Friday, December 17, 2010

Re: [HumJanenge] Re: Wajahat Habibullah is biggest traitor of RTI

Frinds, One thing everybody has to focus is that under the rti Act, the authorities have a duty to keep all the information in an electronic form also.   The authority if they are honest will put up the decisions on the notice board of their office so that it avoids all paper works and disturbance to the regular work.  If they do not, it certainly means they have things to hide, where one can search in electronic media.  If it is not also available there, one is compelled to apply in writing.   If there were to be an appeal, the applicant must also bring the fact that this authority is not maintaining the information as per section 4 and as a result the applicant was put into difficulties and incur expenditure, time and tension.  Therefore in his prayer clause he can add that he should be compensated for all these monetarily a certain sum.  This would be in addition to what fine the Commission could levy on the pio for failure. Probably this should bring the authorities out of their lethargy and mend their ways.  Regards, nbca, dwarakanathdm, bangalore. 

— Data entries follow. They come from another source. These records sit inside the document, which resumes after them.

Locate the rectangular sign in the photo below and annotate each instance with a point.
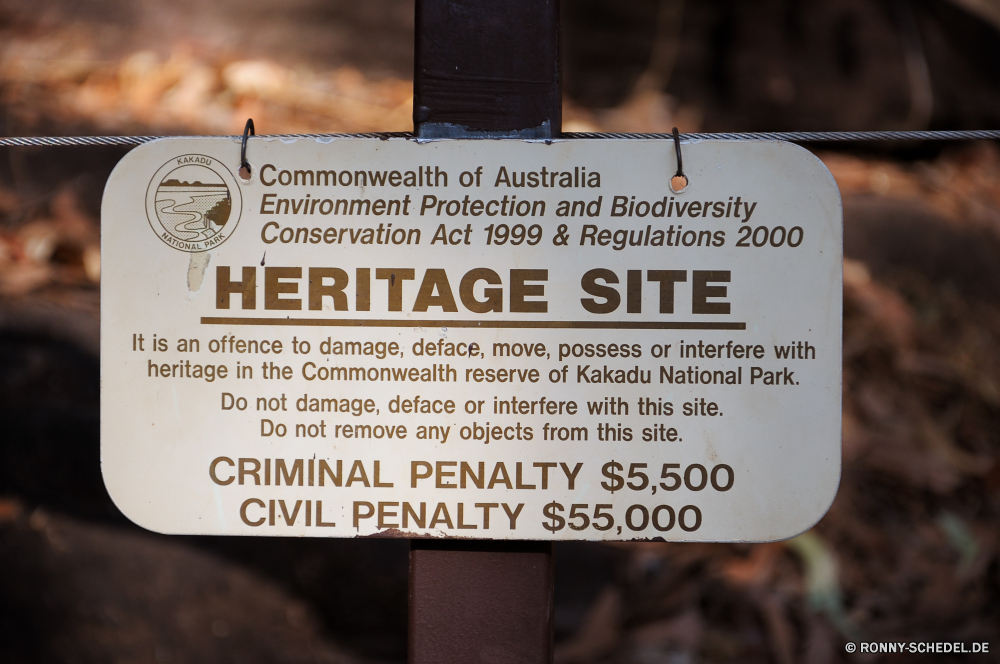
(482, 339)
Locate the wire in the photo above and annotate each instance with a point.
(790, 136)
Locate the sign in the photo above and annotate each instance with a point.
(482, 339)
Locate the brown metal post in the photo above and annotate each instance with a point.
(484, 69)
(487, 69)
(480, 601)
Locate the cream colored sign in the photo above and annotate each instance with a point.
(484, 339)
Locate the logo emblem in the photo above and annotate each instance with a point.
(193, 203)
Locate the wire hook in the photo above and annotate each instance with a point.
(679, 182)
(248, 131)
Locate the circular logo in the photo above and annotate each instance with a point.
(193, 203)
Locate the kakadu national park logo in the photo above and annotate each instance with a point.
(193, 203)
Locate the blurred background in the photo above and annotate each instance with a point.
(910, 550)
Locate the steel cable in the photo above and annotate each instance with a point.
(790, 136)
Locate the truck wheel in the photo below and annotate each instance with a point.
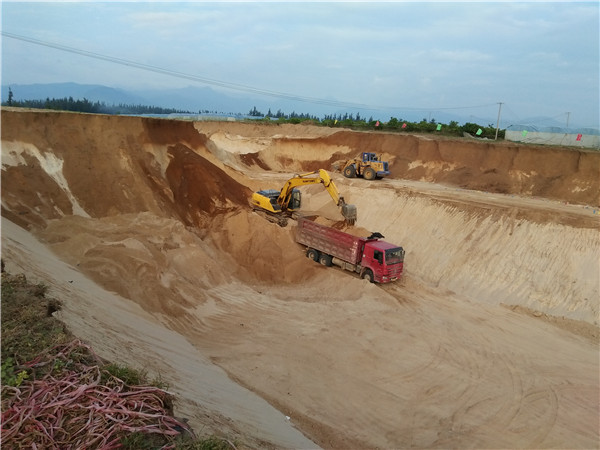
(350, 172)
(325, 260)
(369, 174)
(312, 254)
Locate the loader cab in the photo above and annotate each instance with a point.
(368, 157)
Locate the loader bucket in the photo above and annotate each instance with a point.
(349, 213)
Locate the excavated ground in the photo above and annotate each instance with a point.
(142, 227)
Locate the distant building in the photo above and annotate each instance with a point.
(572, 137)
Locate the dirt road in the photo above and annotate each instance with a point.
(489, 341)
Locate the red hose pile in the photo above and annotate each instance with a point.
(76, 404)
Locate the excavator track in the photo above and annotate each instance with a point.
(279, 219)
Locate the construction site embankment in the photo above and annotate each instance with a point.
(497, 312)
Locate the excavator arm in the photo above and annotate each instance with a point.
(286, 194)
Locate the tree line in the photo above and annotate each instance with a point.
(340, 120)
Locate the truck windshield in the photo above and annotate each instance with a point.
(394, 256)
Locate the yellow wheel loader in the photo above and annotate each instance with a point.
(278, 206)
(368, 166)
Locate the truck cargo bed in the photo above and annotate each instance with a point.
(339, 244)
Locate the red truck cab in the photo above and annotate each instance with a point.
(384, 260)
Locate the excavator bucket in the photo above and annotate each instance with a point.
(349, 213)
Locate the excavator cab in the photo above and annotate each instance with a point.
(277, 204)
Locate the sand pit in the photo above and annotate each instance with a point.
(142, 227)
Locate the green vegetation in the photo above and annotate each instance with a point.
(349, 121)
(41, 359)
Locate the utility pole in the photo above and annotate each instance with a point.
(498, 122)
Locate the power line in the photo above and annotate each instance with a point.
(223, 84)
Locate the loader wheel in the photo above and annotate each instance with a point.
(313, 254)
(350, 172)
(369, 174)
(325, 260)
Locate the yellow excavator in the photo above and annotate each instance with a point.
(278, 206)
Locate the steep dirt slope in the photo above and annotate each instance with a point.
(156, 212)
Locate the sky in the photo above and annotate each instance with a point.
(526, 59)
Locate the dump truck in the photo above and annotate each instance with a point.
(372, 258)
(368, 166)
(278, 206)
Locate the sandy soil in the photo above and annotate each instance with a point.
(142, 227)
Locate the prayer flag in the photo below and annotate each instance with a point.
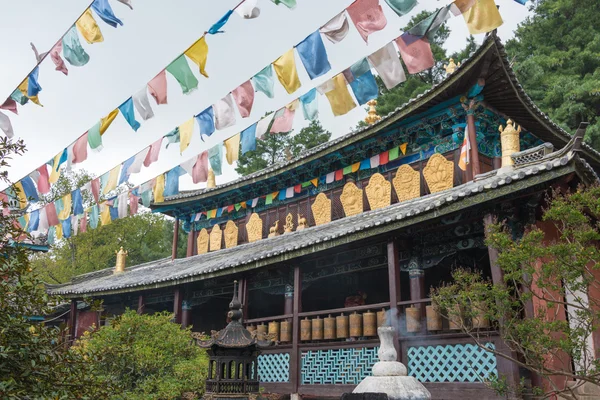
(417, 56)
(198, 53)
(72, 50)
(388, 65)
(206, 122)
(263, 81)
(313, 55)
(142, 104)
(180, 69)
(483, 17)
(224, 113)
(285, 68)
(127, 112)
(158, 87)
(232, 148)
(367, 16)
(104, 11)
(339, 97)
(152, 155)
(244, 97)
(337, 28)
(89, 29)
(248, 139)
(215, 156)
(185, 133)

On Wed, Dec 15, 2010 at 10:59 AM, vishal kudchadkar <vishal.kudchadkar@gmail.com> wrote:
To SDS, for information

On Wed, Dec 15, 2010 at 8:30 AM, vishalkudchadkar <v_kudz@yahoo.com> wrote:
 

http://www.telegraphindia.com/1101215/jsp/nation/story_13302908.jsp

The National Advisory Council is set to oppose the Centre's proposal to dilute the Right to Information Act through a new set of rules.

A meeting of the panel's working group on transparency, accountability and governance — headed by RTI activist Aruna Roy — objected to the move to compress applications for information to only one matter at a time and set a word limit of 250.

The sub-committee that recently consulted RTI stakeholders and advocates, including former chief information commissioner Wajahat Habibullah and Nikhil Dey, convener, National Campaign for People's Right to Information, said the proposed change could lead to "misuse".

"The rule about a single subject will be open to arbitrariness and misuse as it is difficult to define," said a note it circulated and made available to The Telegraph.

"Limit of number of words is bad in law, unrealistic and will militate against rural applicants," the note added.

The panel said there was no evidence that the existing rules had created problems.

The NAC, headed by Sonia Gandhi, stressed that no appeal to the information commission should be rejected on the ground that the accompanying documents were not attested or the required papers were missing.

The note made it clear that withdrawal of appeals should not be allowed and neither should applications be allowed to die with the death of an applicant.

These arguments are expected to be taken up when the NAC next meets on December 21.